As polêmicas na sociedade diante dos avanços na ciência e tecnologia são naturais. Todo avanço traz consigo um lado negativo. O avião, por exemplo, pode ser usado para o benefício da sociedade, mas também para o prejuízo. Por isso, é necessário o controle dos avanços com células-tronco embrionárias, que já existe no Brasil através da Lei de Biossegurança.”
Eliane Brígida Falcão
Professora do Laboratório de Estudos da Ciência do Núcleo de Tecnologia Educacional para a Saúde (Nutes/UFRJ).
“Em se tratando de religião e ciência, não há como estabelecer uma hierarquia, visto que são dimensões distintas da cultura, pertencentes a um mundo plural. A liberdade de interpretar o mundo e adaptar-se a ele tem uma infinidade de formatos. No entanto, sabemos que em ambos os lados há pessoas que pensam que a crença religiosa vale mais que a ciência ou que a ciência vale mais que a crença religiosa.
Neste aspecto, é importante ter em mente que ciência e religião não existem para se confrontar; ambas têm seu campo específico e legitimidade. Portanto, não há que haver disputa; é possível aceitar bem as explicações da ciência sem abrir mão de uma crença religiosa. Por outro lado, se não existe uma compreensão da distinção desses dois campos da cultura, muitos conflitos desnecessários são produzidos, gerando algo que não é desejável na vida acadêmica: o negar-se a falar sobre o assunto. A ciência não precisa negar as crenças religiosas para se apresentar.

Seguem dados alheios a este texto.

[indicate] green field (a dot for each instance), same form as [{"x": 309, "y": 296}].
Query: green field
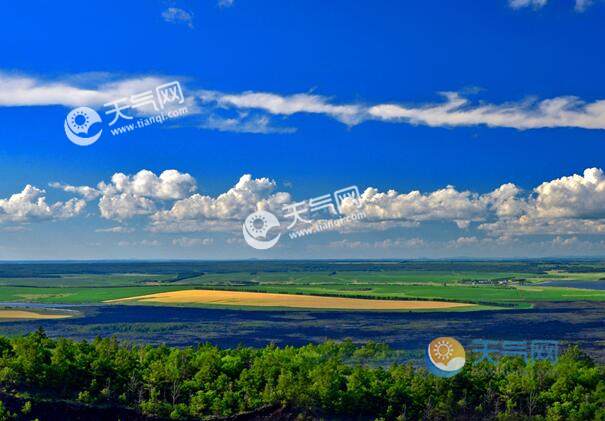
[{"x": 505, "y": 284}]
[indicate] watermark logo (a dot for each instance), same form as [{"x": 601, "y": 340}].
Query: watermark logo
[
  {"x": 535, "y": 349},
  {"x": 150, "y": 107},
  {"x": 78, "y": 122},
  {"x": 445, "y": 357},
  {"x": 256, "y": 227},
  {"x": 330, "y": 204}
]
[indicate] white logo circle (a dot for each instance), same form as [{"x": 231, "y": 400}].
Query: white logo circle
[
  {"x": 257, "y": 225},
  {"x": 78, "y": 121}
]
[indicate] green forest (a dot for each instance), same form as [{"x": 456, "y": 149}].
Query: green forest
[{"x": 327, "y": 380}]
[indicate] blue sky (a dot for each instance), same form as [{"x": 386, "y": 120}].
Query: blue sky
[{"x": 307, "y": 97}]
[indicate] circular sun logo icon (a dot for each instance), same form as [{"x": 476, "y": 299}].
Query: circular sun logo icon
[
  {"x": 443, "y": 350},
  {"x": 445, "y": 356}
]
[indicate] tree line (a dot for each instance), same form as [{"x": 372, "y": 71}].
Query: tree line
[{"x": 324, "y": 380}]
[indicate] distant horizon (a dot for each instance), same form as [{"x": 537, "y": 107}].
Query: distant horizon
[{"x": 404, "y": 130}]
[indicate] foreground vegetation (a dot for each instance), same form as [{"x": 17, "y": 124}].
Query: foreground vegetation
[{"x": 315, "y": 380}]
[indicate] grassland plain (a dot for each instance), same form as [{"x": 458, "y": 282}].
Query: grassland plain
[{"x": 505, "y": 284}]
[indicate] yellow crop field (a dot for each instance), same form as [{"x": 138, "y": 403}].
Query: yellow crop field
[
  {"x": 24, "y": 314},
  {"x": 258, "y": 299}
]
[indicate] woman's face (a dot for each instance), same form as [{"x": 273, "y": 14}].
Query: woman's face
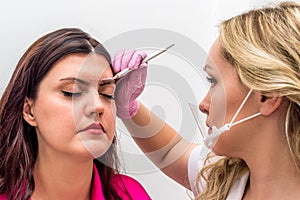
[
  {"x": 222, "y": 101},
  {"x": 74, "y": 110}
]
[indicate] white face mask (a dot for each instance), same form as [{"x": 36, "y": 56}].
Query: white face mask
[{"x": 212, "y": 139}]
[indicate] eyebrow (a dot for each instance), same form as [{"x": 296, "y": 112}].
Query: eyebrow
[
  {"x": 106, "y": 82},
  {"x": 75, "y": 80},
  {"x": 207, "y": 66}
]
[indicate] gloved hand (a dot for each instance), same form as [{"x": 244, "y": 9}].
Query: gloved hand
[{"x": 130, "y": 86}]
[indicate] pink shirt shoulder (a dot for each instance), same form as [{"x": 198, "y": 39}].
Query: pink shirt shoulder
[{"x": 134, "y": 188}]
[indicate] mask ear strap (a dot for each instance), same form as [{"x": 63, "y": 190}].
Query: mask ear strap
[{"x": 242, "y": 120}]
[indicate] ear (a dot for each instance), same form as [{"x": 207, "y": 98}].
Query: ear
[
  {"x": 28, "y": 113},
  {"x": 269, "y": 104}
]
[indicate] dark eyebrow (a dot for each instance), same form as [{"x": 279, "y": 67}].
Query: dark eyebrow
[
  {"x": 75, "y": 80},
  {"x": 107, "y": 82}
]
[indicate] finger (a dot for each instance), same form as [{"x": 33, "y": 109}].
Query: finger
[
  {"x": 126, "y": 58},
  {"x": 136, "y": 59},
  {"x": 117, "y": 61}
]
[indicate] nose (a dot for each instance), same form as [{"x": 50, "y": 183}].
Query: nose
[
  {"x": 204, "y": 104},
  {"x": 95, "y": 105}
]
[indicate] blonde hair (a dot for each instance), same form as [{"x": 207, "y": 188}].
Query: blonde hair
[{"x": 264, "y": 47}]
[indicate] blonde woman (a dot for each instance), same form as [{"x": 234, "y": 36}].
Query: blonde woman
[{"x": 256, "y": 62}]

Em relação aos valores da moral, embora tradicionalmente a religião tenha tido grande influência, os cientistas, hoje, não podem se abster de pensar sobre tais assuntos. É importante que aceitem participar de debates junto a outros grupos sociais, inclusive os religiosos, claro. Os resultados da ciência interessam à sociedade como um todo. É necessário que o pesquisador pense sobre isso e esteja apto a participar de discussões específicas. O cientista não pode assumir uma posição tecnicista; ele precisa desenvolver uma consciência mais elaborada sobre o que está produzindo e sobre o que isso pode causar.
A esse respeito, a pesquisa com as células-tronco cabe como um bom exemplo: trata-se de uma investigação espetacular da ciência, que traz esperança para a qualidade de vida, cujos resultados interessam a uma série de grupos sociais, mas que exige uma série de reflexões, que devem partir tanto da comunidade científica, quanto dos diversos setores da sociedade.

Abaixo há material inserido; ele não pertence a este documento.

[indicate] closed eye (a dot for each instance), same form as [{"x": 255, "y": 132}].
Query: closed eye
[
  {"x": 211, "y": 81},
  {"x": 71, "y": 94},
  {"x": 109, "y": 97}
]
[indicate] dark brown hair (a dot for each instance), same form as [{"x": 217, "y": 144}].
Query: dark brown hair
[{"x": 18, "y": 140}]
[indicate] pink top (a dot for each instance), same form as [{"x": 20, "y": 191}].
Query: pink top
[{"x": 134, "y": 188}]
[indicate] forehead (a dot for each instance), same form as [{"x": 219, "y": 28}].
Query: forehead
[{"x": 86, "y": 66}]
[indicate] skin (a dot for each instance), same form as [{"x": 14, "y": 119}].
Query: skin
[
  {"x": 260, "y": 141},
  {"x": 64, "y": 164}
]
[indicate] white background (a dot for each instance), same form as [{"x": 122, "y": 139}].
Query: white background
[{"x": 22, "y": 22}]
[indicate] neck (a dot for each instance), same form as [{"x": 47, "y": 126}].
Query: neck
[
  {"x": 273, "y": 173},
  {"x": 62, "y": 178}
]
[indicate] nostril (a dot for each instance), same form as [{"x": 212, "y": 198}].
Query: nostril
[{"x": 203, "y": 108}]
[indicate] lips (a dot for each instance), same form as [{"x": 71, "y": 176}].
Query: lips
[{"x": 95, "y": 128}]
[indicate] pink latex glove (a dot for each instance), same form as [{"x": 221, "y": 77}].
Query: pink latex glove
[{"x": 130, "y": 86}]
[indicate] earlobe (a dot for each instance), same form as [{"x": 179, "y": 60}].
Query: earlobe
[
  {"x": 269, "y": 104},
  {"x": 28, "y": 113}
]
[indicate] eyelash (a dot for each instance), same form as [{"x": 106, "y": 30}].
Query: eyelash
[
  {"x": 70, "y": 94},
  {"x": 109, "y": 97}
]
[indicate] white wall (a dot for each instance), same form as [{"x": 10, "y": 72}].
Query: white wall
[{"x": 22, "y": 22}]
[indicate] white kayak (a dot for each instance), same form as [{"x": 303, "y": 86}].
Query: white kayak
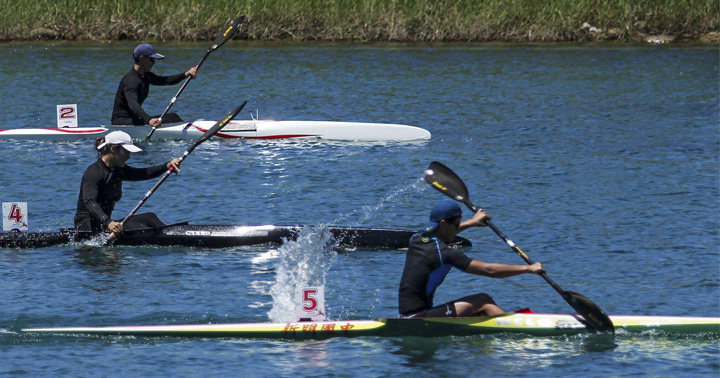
[{"x": 250, "y": 129}]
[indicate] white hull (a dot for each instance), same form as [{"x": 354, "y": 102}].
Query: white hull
[{"x": 253, "y": 129}]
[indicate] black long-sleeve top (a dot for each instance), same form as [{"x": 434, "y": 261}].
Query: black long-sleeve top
[
  {"x": 132, "y": 92},
  {"x": 101, "y": 187}
]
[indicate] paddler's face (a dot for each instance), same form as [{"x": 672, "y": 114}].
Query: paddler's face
[
  {"x": 146, "y": 63},
  {"x": 120, "y": 155}
]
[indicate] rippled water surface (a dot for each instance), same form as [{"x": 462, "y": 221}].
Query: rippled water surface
[{"x": 599, "y": 161}]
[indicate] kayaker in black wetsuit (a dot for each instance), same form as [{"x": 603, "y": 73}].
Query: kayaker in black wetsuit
[
  {"x": 135, "y": 87},
  {"x": 429, "y": 260},
  {"x": 101, "y": 186}
]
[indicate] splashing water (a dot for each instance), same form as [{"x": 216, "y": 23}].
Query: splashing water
[
  {"x": 307, "y": 260},
  {"x": 303, "y": 262}
]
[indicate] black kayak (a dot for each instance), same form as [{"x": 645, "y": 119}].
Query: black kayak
[{"x": 221, "y": 236}]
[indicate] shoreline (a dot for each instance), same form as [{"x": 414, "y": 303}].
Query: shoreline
[
  {"x": 473, "y": 21},
  {"x": 586, "y": 34}
]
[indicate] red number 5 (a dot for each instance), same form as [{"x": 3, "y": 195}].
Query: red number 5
[{"x": 309, "y": 301}]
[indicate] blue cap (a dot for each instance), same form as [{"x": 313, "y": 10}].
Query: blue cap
[
  {"x": 445, "y": 209},
  {"x": 147, "y": 50}
]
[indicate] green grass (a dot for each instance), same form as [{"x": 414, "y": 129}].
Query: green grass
[{"x": 386, "y": 20}]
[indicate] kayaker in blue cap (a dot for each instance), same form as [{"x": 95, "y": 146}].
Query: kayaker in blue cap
[
  {"x": 135, "y": 87},
  {"x": 429, "y": 260}
]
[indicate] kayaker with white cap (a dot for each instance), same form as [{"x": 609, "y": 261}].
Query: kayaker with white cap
[
  {"x": 429, "y": 259},
  {"x": 101, "y": 186},
  {"x": 135, "y": 87}
]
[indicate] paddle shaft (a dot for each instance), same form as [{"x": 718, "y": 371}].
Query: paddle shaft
[
  {"x": 230, "y": 30},
  {"x": 212, "y": 131},
  {"x": 517, "y": 249}
]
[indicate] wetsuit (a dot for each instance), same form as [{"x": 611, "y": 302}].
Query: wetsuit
[
  {"x": 101, "y": 187},
  {"x": 427, "y": 262},
  {"x": 132, "y": 92}
]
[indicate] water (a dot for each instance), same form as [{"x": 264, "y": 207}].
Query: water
[{"x": 599, "y": 161}]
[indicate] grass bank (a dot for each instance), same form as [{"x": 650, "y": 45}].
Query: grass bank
[{"x": 362, "y": 20}]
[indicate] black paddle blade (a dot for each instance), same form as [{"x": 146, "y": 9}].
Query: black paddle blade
[
  {"x": 595, "y": 317},
  {"x": 219, "y": 125},
  {"x": 228, "y": 33},
  {"x": 447, "y": 182}
]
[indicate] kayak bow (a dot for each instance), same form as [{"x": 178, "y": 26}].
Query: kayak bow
[
  {"x": 220, "y": 236},
  {"x": 533, "y": 324},
  {"x": 253, "y": 129}
]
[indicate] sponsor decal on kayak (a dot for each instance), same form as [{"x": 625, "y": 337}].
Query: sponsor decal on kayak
[
  {"x": 544, "y": 322},
  {"x": 317, "y": 327}
]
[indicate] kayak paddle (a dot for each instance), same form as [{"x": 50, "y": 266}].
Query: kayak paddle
[
  {"x": 221, "y": 38},
  {"x": 212, "y": 131},
  {"x": 447, "y": 182}
]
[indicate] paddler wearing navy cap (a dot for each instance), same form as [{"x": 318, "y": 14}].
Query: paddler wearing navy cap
[
  {"x": 429, "y": 259},
  {"x": 135, "y": 87},
  {"x": 101, "y": 186}
]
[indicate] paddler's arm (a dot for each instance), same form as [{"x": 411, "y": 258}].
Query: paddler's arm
[
  {"x": 496, "y": 270},
  {"x": 134, "y": 105}
]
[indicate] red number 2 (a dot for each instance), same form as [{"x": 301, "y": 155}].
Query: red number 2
[{"x": 67, "y": 113}]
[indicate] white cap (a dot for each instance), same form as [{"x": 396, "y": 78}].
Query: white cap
[{"x": 121, "y": 138}]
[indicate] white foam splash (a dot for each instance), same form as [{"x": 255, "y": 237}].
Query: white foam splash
[{"x": 302, "y": 263}]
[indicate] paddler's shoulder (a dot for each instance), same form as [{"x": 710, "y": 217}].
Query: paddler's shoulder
[{"x": 422, "y": 238}]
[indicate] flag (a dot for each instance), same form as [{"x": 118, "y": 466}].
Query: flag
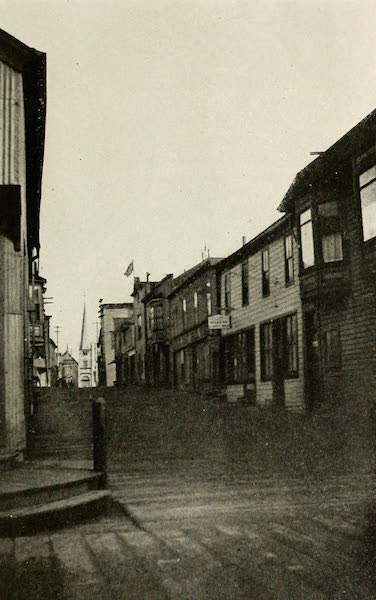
[{"x": 129, "y": 269}]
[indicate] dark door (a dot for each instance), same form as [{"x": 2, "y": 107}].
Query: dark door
[
  {"x": 250, "y": 366},
  {"x": 312, "y": 362},
  {"x": 279, "y": 363}
]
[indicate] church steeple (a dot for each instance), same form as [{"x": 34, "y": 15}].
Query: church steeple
[{"x": 84, "y": 343}]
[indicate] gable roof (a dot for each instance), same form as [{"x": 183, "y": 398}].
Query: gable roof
[{"x": 353, "y": 142}]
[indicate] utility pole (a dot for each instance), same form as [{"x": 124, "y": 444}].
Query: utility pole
[{"x": 57, "y": 329}]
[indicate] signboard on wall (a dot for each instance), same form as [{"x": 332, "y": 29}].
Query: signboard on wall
[{"x": 219, "y": 322}]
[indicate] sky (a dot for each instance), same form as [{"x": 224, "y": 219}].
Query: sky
[{"x": 172, "y": 124}]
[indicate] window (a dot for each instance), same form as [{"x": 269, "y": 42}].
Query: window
[
  {"x": 195, "y": 306},
  {"x": 240, "y": 357},
  {"x": 228, "y": 290},
  {"x": 182, "y": 365},
  {"x": 208, "y": 303},
  {"x": 367, "y": 187},
  {"x": 245, "y": 283},
  {"x": 158, "y": 317},
  {"x": 265, "y": 272},
  {"x": 330, "y": 228},
  {"x": 306, "y": 239},
  {"x": 184, "y": 307},
  {"x": 331, "y": 247},
  {"x": 266, "y": 350},
  {"x": 151, "y": 319},
  {"x": 332, "y": 349},
  {"x": 139, "y": 327},
  {"x": 289, "y": 261},
  {"x": 292, "y": 345}
]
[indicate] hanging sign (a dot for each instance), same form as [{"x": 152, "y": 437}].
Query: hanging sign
[{"x": 219, "y": 322}]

Então, o pesquisador dessa área não pode simplesmente desenvolver uma pesquisa a qualquer custo; ele deve ouvir as outras vozes da sociedade e incorporá-las a seu pensamento como matéria de reflexão junto a colegas e junto aos outros grupos interessados. Estar apto e disponível a debates sobre os diferentes aspectos de pesquisas que afetam a todos é também um dever profissional. Por outro lado, nunca é demais lembrar que as pesquisas são financiadas pelos recursos coletivos e públicos e portanto a todos devemos satisfação e consideração.”